Julia Gerloff ist 22 Jahre alt, wohnt in Köln und macht eine Ausbildung zur Kriminalbeamtin. Sie kümmert sich liebevoll um ihren bettlägrigen Vater, der als Aussteiger eine turbulente Vergangenheit hat. Ihre Mutter hat sie nie kennengelernt.
Julia lernt einen jungen Mann kennen, der sich als Nick vorstellt. Nach einer gemeinsamen Nacht entdeckt sie eine entsetzliche Hakenkreuztätowierung, die seinen gesamten Rücken bedeckt und findet heraus, dass er nicht derjenige ist, der er vorgibt zu sein. Weitere Recherchen ergeben, dass er ein breites Vorstrafenregister vorzuweisen hat. Ihr Ausbilder warnt sie, sich weiterhin mit ihm zu treffen und ihr Vater reagiert geradezu panisch, als sie ihm von Nick erzählt.
Es stellt sich heraus, dass Julia nicht zufällig von ihm angesprochen wurde. Die Ereignisse überschlagen sich und als Julia nichts mehr zu verlieren hat, macht sie sich auf die Suche nach der Wahrheit, nicht nur in Bezug auf Nick, sondern auch auf ihre eigene Herkunft.

"Westwall" ist der Titel dieses spannungsgeladenen Romans und bezeichnet die 630 km lange befestigte Westgrenze, die unter Adolf Hitler in den 1930er-Jahren als "Verteidigungsanlage" gebaut wurde. In diesen Wäldern an der Grenze zu Belgien handelt ein Teil des Romans. Dort haust eine Anzahl Jugendlicher, die Anführerin Ira von der Straße geholt hat und deren Perspektivlosigkeit sie ausnutzt, um für den Tag X einen Kampf gegen das System zu entwickeln. Polizei und Verfassungsschutz ermitteln zu dieser Gruppierung, der auch Nick bis vor Kurzem noch angehörte.

Verschiedene Handlungsstränge, die am Anfang etwas undurchsichtig auf den Leser wirken, sind aufwändig konstruiert und laufen raffiniert zusammen. Die Perspektiven wechseln häufig, so dass man von einem Cliffhanger zum nächsten gehetzt wird und unweigerlich weiterlesen muss.

Die Protagonisten sind ohne Ausnahme glaubwürdige, facettenreiche Charaktere. Keiner ist eindimensional nur gut oder böse. Die "Bösen" zeigen ihre menschliche Seite, während die "Guten" auch ihre dunklen Geheimnisse haben.

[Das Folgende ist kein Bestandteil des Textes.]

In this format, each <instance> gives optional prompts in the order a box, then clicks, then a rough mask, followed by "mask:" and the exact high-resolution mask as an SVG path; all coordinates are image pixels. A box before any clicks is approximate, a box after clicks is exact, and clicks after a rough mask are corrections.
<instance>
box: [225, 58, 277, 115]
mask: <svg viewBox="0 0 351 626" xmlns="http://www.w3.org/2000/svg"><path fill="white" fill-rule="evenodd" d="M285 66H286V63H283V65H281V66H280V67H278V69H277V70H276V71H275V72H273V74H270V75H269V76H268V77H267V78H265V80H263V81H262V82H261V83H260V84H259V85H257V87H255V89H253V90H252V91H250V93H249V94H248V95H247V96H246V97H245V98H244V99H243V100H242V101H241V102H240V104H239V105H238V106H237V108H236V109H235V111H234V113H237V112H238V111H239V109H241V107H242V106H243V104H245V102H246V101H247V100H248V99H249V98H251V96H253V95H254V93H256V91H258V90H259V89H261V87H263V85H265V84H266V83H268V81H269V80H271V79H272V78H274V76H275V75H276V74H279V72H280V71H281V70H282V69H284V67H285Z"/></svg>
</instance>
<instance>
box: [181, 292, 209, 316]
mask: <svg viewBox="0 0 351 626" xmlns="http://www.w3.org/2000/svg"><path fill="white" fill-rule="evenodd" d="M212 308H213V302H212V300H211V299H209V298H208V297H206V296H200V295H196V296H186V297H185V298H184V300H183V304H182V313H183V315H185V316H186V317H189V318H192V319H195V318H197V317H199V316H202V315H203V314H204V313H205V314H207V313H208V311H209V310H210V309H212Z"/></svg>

"Westwall" ist wie der Titel mit Verweis auf den historischen Nationalsozialismus vermuten lässt, ein Polit-Thriller, der sehr zeitgemäß ist und sich mit den Ängsten befasst, die die Menschen aktuell und tagespolitisch bewegen. Er handelt von faschistischem Gedankengut, Verschwörungstheoretikern, von einer Gruppierung am Rande der Gesellschaft, vergleichbar einer extremen Form von Wutbürgern und im Gegensatz dazu nebulöse Behörden, deren Vertretern man nicht unbedingt trauen kann.

Die aufwändige Recherche des Autors erfasst man durch das Detailwissen, das in dem Roman verarbeitet ist. Ich konnte den Thriller kaum aus der Hand legen, habe jeden Handlungsstrang gefesselt verfolgt und dem Ende fasziniert entgegen gefiebert.